L’abbiamo ritrovata più tardi nella storia greca con i 300 di Leonida alle Termopili e altre sanguinolente storielle sulle guerre persiane, e poi il cinema ne ha fatto man bassa per ogni sporca guerra che ha raccontato.
Patriota è anche una parola dal significato indefinito e quindi stupida, come sono stupide tutte le parole che cambiano completamente la propria essenza a seconda di chi le pronuncia. Per i giapponesi erano patrioti i kamikaze, per gli irlandesi quelli dell’IRA, per i baschi l’ETA, per gli israeliani i coloni e per Al Quaeda i dirottatori dell’11 settembre.
Si può essere stupidi e violenti anche senza indossare una divisa delle SS o fare il saluto romano, perchè le parole sono pietre e quando sono troppe possono sfuggire dal sacco di rispettabilità democratica che per ragioni puramente elettorali a volte conviene esibire.
Patriota è una parola legata indissolubilmente alla violenza, per questo andrebbe pronunciata con parsimonia ed attenzione.

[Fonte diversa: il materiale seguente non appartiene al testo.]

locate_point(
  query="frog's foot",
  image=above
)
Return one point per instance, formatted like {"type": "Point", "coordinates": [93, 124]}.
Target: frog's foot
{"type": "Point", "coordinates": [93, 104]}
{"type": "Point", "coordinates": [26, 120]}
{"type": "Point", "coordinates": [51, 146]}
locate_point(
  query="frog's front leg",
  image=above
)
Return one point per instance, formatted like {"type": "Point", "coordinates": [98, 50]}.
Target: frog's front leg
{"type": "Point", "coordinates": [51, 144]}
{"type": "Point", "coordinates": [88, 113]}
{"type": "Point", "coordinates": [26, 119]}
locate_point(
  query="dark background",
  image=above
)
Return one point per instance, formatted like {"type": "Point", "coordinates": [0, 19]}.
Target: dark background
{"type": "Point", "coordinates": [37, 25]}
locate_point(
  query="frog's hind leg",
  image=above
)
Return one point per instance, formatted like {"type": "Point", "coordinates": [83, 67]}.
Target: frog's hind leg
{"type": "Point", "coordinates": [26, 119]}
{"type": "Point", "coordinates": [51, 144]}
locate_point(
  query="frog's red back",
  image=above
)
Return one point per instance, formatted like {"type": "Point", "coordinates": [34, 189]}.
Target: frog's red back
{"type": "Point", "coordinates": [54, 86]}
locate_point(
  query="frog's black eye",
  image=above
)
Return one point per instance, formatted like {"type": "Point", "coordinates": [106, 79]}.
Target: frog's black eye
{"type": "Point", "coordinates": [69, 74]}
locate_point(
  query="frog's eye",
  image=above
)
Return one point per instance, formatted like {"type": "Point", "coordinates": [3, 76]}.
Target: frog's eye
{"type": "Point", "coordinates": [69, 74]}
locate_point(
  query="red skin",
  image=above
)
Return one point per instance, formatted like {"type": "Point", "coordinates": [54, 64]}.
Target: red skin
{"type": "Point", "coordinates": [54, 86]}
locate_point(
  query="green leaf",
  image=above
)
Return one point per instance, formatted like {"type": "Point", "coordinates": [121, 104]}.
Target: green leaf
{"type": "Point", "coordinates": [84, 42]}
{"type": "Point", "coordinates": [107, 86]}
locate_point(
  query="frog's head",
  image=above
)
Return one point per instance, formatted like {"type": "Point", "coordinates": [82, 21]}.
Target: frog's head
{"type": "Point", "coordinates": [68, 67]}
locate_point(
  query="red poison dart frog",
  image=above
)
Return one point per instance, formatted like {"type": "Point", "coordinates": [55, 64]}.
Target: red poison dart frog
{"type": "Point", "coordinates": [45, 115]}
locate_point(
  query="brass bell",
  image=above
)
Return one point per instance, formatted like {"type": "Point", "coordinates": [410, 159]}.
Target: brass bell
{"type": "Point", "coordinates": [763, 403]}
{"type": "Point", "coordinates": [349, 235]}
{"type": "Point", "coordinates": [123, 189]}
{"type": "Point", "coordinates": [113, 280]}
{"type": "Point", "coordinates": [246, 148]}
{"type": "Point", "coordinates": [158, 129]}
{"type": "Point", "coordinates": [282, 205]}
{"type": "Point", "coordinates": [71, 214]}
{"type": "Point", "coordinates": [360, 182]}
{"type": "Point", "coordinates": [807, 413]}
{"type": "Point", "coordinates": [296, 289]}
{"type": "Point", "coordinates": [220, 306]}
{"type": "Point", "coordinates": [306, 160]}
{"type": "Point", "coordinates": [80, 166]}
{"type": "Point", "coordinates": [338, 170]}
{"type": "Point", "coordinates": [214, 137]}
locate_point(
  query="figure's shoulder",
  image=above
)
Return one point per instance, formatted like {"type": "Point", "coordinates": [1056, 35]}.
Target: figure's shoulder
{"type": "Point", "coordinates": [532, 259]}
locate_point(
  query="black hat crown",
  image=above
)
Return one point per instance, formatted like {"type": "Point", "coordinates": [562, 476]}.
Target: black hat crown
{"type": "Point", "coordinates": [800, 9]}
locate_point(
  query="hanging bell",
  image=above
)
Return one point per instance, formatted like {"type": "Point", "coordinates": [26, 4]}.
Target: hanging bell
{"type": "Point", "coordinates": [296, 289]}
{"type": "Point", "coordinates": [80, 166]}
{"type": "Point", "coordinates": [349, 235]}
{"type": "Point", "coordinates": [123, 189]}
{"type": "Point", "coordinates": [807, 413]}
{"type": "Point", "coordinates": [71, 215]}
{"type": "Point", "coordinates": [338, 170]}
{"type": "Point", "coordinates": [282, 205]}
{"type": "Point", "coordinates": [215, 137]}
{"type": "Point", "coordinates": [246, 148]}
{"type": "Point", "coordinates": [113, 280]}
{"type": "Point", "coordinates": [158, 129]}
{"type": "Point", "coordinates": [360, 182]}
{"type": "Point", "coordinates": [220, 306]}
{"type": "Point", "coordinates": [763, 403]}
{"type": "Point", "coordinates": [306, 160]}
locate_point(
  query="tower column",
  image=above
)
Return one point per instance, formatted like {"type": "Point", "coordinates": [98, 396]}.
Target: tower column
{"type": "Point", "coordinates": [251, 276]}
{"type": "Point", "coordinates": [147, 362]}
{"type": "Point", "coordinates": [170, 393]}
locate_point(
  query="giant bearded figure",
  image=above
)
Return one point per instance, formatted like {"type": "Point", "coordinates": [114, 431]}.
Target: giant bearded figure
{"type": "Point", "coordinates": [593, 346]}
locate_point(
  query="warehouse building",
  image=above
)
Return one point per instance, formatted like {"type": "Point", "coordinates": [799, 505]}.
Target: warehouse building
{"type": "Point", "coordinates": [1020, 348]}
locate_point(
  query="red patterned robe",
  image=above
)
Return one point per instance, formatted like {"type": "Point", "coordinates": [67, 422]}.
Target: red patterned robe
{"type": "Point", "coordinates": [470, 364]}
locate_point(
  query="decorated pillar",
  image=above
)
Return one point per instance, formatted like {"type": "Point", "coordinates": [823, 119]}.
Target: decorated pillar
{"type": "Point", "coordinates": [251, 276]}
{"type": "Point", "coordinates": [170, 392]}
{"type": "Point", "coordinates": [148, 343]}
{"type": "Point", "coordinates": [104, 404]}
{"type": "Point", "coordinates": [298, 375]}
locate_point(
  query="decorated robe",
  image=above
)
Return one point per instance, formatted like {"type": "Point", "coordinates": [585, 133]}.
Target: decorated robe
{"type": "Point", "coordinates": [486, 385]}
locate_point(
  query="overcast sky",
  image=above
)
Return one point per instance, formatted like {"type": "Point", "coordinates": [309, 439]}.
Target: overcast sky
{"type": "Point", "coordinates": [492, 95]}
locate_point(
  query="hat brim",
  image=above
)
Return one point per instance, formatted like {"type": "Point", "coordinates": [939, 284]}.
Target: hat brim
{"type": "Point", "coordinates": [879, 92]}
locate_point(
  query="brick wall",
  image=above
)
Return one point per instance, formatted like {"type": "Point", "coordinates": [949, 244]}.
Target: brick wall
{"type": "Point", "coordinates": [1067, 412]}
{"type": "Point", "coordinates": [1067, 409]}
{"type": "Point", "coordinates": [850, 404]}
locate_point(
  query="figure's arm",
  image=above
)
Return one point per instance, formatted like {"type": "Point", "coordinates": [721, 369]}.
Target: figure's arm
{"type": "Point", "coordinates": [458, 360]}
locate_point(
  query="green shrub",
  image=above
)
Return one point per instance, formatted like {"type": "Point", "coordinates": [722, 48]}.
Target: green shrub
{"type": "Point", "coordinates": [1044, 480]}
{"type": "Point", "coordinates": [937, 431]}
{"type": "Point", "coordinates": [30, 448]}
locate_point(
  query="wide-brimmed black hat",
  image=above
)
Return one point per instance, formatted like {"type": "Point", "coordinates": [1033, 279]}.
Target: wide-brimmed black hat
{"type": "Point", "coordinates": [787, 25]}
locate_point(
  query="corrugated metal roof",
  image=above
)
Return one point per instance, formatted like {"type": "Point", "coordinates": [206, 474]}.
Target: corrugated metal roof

Per questo chi la ruggisce ripetutamente a una platea violenta, razzista, omofoba ed erede diretta di un passato tenebroso fatto di omicidi e torture andrebbe processato per la violazione dell’articolo 414 del Codice Penale, quello che punisce l’istigazione alla violenza con una pena variabile da 1 a 5 anni di reclusione.